Note that we don't use azure storage mount ourselves so this would be quite difficult to reproduce from our side.
[1] https://github.com/tensorflow/transform/blob/master/tensorflow_transform/beam/tft_beam_io/transform_fn_io.py#L83
What I do think is interesting is that the other components work as expected with the azure storage mount (i.e. ExampleGen, StatisticsGen, etc). In addition, I was going through the repository, but couldn't figure out where the ".temp" part in Transform/transform_graph/5/.temp_path/tftransform_tmp/5638d1f2d4d8472bb27ad29ffebea23c comes from. I'm not sure if it is a race condition. I tried to create the directory beforehand, but that case it doesn't work.
We basically expect the following to write and flush: https://github.com/tensorflow/transform/blob/a183f6848d266e399e8cd2a2d37111411e8bd4e4/tensorflow_transform/tf_metadata/metadata_io.py#L122
I'm surprised that the directory doesn't even exist though because of this: https://github.com/tensorflow/transform/blob/a183f6848d266e399e8cd2a2d37111411e8bd4e4/tensorflow_transform/tf_metadata/metadata_io.py#L119
Do we know the extent of TF's support of azure storage mounts?

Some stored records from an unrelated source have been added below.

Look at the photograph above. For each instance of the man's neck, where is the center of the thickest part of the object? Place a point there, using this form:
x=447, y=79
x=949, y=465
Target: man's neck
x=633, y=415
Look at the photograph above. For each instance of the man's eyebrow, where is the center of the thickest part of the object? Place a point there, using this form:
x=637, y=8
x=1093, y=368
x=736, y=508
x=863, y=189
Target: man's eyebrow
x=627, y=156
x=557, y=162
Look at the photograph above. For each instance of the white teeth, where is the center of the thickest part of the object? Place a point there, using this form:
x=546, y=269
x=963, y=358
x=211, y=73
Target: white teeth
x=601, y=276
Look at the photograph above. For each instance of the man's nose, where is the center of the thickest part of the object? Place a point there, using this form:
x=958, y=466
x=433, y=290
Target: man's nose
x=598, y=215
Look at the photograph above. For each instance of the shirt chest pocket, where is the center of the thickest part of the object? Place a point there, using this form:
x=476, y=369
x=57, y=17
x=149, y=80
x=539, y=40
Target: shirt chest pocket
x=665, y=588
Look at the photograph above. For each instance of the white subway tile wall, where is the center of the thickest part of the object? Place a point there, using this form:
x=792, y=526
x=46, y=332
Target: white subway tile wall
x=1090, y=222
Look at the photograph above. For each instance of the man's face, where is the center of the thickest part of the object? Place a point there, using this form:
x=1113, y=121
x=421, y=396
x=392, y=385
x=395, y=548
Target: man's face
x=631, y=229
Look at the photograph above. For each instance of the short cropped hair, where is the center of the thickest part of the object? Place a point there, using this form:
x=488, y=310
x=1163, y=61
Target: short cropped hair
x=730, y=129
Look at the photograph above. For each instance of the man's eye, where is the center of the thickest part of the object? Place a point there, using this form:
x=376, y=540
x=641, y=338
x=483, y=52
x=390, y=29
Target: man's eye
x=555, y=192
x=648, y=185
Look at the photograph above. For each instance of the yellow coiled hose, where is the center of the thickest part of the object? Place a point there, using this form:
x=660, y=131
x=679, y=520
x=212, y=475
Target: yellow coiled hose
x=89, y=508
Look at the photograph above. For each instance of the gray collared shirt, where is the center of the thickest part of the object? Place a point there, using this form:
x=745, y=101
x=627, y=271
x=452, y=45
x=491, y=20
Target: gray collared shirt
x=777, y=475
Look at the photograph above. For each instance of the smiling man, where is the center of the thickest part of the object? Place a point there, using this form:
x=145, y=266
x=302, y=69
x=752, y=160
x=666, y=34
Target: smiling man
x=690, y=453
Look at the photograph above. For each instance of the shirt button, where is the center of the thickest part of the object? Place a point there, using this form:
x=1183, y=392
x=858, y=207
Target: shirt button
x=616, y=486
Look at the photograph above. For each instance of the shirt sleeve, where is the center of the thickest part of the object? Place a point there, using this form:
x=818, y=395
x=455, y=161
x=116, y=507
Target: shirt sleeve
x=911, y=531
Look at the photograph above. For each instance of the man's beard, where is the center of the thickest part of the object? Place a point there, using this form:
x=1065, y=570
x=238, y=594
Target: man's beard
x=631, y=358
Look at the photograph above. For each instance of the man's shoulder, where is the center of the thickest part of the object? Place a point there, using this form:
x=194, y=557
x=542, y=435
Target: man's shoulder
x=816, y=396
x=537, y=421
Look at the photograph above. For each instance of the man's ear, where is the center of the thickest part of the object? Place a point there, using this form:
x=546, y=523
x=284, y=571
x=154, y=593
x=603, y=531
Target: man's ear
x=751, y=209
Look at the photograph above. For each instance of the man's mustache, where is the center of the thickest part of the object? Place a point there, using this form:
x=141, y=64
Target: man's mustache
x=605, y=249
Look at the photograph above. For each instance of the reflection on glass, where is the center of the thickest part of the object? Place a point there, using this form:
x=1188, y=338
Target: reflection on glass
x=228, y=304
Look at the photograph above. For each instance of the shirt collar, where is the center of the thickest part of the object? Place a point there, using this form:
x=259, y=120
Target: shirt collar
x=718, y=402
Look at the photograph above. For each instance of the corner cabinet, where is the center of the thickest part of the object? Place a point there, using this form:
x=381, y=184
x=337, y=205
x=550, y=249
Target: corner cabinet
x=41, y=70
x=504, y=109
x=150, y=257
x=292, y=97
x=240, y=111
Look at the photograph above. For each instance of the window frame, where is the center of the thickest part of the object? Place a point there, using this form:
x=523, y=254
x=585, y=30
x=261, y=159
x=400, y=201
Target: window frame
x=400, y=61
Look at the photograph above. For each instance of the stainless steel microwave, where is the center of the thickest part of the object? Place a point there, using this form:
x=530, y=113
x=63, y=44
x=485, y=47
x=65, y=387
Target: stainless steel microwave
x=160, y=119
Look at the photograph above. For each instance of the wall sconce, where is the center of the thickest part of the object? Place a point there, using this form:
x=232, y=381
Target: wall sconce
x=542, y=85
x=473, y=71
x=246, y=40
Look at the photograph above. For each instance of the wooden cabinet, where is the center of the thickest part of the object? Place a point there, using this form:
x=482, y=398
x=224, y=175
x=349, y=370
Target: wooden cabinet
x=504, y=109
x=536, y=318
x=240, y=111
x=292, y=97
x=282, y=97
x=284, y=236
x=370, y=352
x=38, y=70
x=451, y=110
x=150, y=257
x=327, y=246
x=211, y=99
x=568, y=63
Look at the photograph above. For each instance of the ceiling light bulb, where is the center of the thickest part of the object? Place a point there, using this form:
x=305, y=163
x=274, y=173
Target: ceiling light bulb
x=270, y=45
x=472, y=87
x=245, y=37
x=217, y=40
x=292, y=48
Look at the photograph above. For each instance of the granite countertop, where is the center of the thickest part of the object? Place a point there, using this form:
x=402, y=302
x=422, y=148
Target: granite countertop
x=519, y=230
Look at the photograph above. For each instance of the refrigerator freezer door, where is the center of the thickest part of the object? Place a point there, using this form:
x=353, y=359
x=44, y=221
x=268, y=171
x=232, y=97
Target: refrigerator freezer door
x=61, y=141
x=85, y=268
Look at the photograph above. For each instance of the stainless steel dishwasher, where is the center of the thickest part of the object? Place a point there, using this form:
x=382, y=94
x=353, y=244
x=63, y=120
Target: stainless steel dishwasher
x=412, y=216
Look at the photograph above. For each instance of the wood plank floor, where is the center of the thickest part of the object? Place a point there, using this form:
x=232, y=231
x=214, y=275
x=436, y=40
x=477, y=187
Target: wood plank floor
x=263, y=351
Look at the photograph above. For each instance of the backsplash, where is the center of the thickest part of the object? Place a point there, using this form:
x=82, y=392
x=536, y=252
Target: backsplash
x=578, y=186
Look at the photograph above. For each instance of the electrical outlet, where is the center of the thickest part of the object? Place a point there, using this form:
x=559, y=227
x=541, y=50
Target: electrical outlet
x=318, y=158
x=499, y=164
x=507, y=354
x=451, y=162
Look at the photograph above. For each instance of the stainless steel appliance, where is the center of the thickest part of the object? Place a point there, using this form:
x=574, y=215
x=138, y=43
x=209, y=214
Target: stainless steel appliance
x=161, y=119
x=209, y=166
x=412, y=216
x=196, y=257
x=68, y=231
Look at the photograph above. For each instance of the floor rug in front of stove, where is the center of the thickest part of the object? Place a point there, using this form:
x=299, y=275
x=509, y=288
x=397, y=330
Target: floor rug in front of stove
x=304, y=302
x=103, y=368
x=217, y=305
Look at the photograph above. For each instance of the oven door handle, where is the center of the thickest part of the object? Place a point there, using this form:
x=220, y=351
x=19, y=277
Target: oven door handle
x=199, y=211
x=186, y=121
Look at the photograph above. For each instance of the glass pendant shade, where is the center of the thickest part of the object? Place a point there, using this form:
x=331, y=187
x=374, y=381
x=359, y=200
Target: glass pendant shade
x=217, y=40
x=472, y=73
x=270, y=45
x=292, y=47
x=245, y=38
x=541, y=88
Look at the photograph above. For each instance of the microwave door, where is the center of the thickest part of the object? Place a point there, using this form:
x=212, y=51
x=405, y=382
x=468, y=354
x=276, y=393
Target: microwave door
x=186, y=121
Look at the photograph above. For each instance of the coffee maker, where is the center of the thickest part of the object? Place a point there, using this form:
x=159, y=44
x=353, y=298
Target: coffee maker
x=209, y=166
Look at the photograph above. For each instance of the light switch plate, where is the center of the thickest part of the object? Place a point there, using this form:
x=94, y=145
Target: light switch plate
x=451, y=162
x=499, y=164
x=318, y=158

@Sruinard is this an error that reproduces in 100% of runs or some?
Yes, the error reproduces 100% of the times...
@zoyahav Can you PTAL?
@Sruinard,
This line in tensorflow_transform/tf_metadata/metadata_io.py should create a directory for writing files if the directory is not present.
Please make sure your azure storage has write access. Ref: Authorize access to data in Azure Storage. Thank you!
This issue has been marked stale because it has no recent activity since 14 days. It will be closed if no further activity occurs. Thank you.
This issue was closed due to lack of activity after being marked stale for past 7 days.